I was awe stuck. His beauty and lavish companionship is so freely bestowed upon us. He is so kind. I love Him so much. He is so beautiful. He began to fill my heart with compassion afresh for the lost. For all those who haven’t yet had the truth unveiled to them. Who haven’t seen or understood or accepted the truth.
I was overcome afresh with my own inability to walk in truth. In my own humanity I can never truly know truth. I can only walk in truth because it has been revealed to me by God. It is the truth of God that undefiles me and causes me to be upright, truly sincere, and blameless like this scripture says, because it is Jesus’ righteousness that I am hidden in, not my own ability to pursue truth.
Where would I be without Him? How would I live a day with His truth guiding me? As I prepare to publish my book Sacred Sexuality and begin to speak about the content in the book I felt Him remind me ever so acutely that though I may have written this book and though I may have been beautifully delivered from a life of darkness into wonderful truth but that discovery of truth is not of anyone’s own doing. It is in God’s mercy and grace that He has ever so kindly and compassionately revealed that truth to me. I cannot boast in my own ability to walk in truth. I can never consider myself in any way superior to someone who may not yet know the truth - because truth is not a mere pursuit of man but it is in fact a gift from God.
Oh how I love His presence. How I love His Word. I just love love love how He was waiting all along...I love how the moment I opened His Word instantly He took me on a journey into the supernatural...I began to travel a road of heavenly adventure in His Word unveiling treasure and truth. This is what I had missed so much. This glorious glorious unravelling that comes when we hang out together. It’s not to say I hadn’t been abiding with Him over the last month - I totally had. But I hadn’t beheld Him. I hadn’t stopped everthing. Dropped everything. I hadn’t travelled with Him in the supernatural.
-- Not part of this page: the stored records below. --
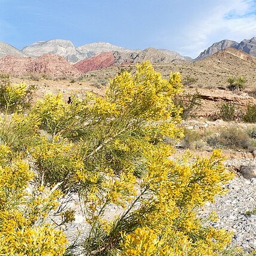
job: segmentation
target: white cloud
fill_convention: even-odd
[[[195,58],[216,41],[251,38],[256,35],[255,10],[254,1],[217,1],[210,10],[202,10],[198,19],[183,28],[183,41],[187,43],[177,50]]]

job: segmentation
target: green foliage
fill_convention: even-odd
[[[235,118],[234,104],[223,103],[219,107],[219,117],[224,121],[231,121]]]
[[[201,106],[201,95],[198,91],[193,94],[187,92],[175,96],[173,101],[176,106],[182,109],[181,116],[183,120],[194,117]]]
[[[251,138],[256,138],[256,127],[249,128],[246,132]]]
[[[254,141],[246,131],[237,127],[230,127],[219,129],[209,135],[207,143],[214,147],[227,147],[232,149],[243,149],[251,150],[254,147]]]
[[[242,91],[245,88],[246,80],[244,76],[240,76],[236,79],[234,77],[230,77],[227,80],[229,85],[228,88],[231,91]]]
[[[11,153],[8,147],[0,146],[0,254],[63,255],[64,234],[45,222],[58,205],[58,191],[29,188],[34,173],[19,158],[11,161]]]
[[[195,83],[198,79],[197,78],[192,77],[189,76],[187,76],[182,80],[183,84],[184,85],[191,85]]]
[[[14,112],[30,106],[34,85],[23,83],[11,84],[8,75],[0,76],[0,109],[1,111]]]
[[[243,120],[247,123],[256,123],[256,105],[247,107]]]
[[[203,140],[203,136],[196,131],[185,128],[184,135],[181,144],[185,149],[199,149],[206,144]]]
[[[63,255],[65,236],[45,222],[58,187],[83,201],[86,255],[221,255],[231,233],[202,223],[197,213],[224,193],[232,175],[218,150],[209,158],[170,157],[174,150],[164,138],[183,137],[173,100],[181,91],[179,73],[164,79],[146,62],[134,75],[110,80],[105,98],[87,93],[68,104],[61,95],[47,95],[27,116],[5,112],[1,138],[14,151],[0,150],[0,252]],[[109,219],[113,206],[123,210]],[[60,211],[62,222],[74,219],[72,210]]]

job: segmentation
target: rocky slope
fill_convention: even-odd
[[[5,43],[0,42],[0,58],[7,55],[15,56],[16,57],[26,57],[26,55],[13,46]]]
[[[147,48],[139,52],[121,52],[119,51],[101,53],[89,59],[80,61],[74,65],[82,73],[98,70],[114,65],[124,65],[149,60],[151,63],[170,63],[174,59],[188,61],[176,52]]]
[[[238,44],[235,41],[222,40],[219,42],[215,43],[206,50],[202,52],[199,56],[195,59],[195,61],[199,61],[204,59],[210,55],[212,55],[218,52],[225,50],[226,48],[234,47]]]
[[[36,59],[7,56],[0,59],[0,72],[14,75],[47,74],[52,77],[77,77],[80,73],[65,58],[50,53]]]
[[[239,43],[235,41],[227,40],[215,43],[206,50],[202,52],[194,60],[196,61],[200,61],[229,47],[241,50],[251,55],[256,56],[256,38],[252,37],[252,38],[249,40],[245,39]]]
[[[234,48],[256,56],[256,38],[253,37],[249,40],[245,39]]]
[[[26,46],[22,52],[27,56],[37,58],[46,53],[60,55],[71,62],[76,62],[80,59],[76,48],[71,41],[55,39],[49,41],[40,41],[32,46]]]
[[[112,51],[124,53],[137,52],[109,43],[86,44],[76,48],[71,41],[61,39],[36,42],[32,46],[26,46],[22,51],[32,58],[39,57],[45,53],[58,55],[65,58],[70,62],[76,62],[102,53]]]
[[[98,70],[115,64],[114,55],[112,52],[103,53],[95,57],[80,61],[74,67],[81,73]]]
[[[86,44],[76,48],[77,53],[82,56],[82,59],[97,56],[102,53],[118,51],[121,53],[137,53],[140,50],[130,50],[125,47],[114,46],[109,43],[94,43]]]
[[[191,60],[190,58],[181,56],[176,52],[164,49],[130,50],[103,42],[86,44],[75,48],[70,41],[63,40],[37,42],[24,47],[22,52],[32,58],[48,53],[59,55],[71,62],[94,57],[103,53],[113,52],[116,65],[140,62],[145,59],[149,59],[153,63],[168,62],[173,59]],[[98,59],[102,59],[103,56]]]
I stand in complete awe of the scandal of His nearness. It blows my mind that the minute I looked at Him and gave Him my gaze He instantly came. The very second I beheld His Word with a heart that was so desperately hungry for Him, He tangibly showed up. And He did not come empty handed. He came ladened with gifts. The gift of His affirmation...His acceptance...His delight...The gift of fresh revelations of His love and kindness. The gift of His timeless truths...and the gift of His presence. All so intricately intertwined with one another. All so nourishing and delicious yet so insatiably appetising...rendering me overflowing with satisfaction, yet hungry for more.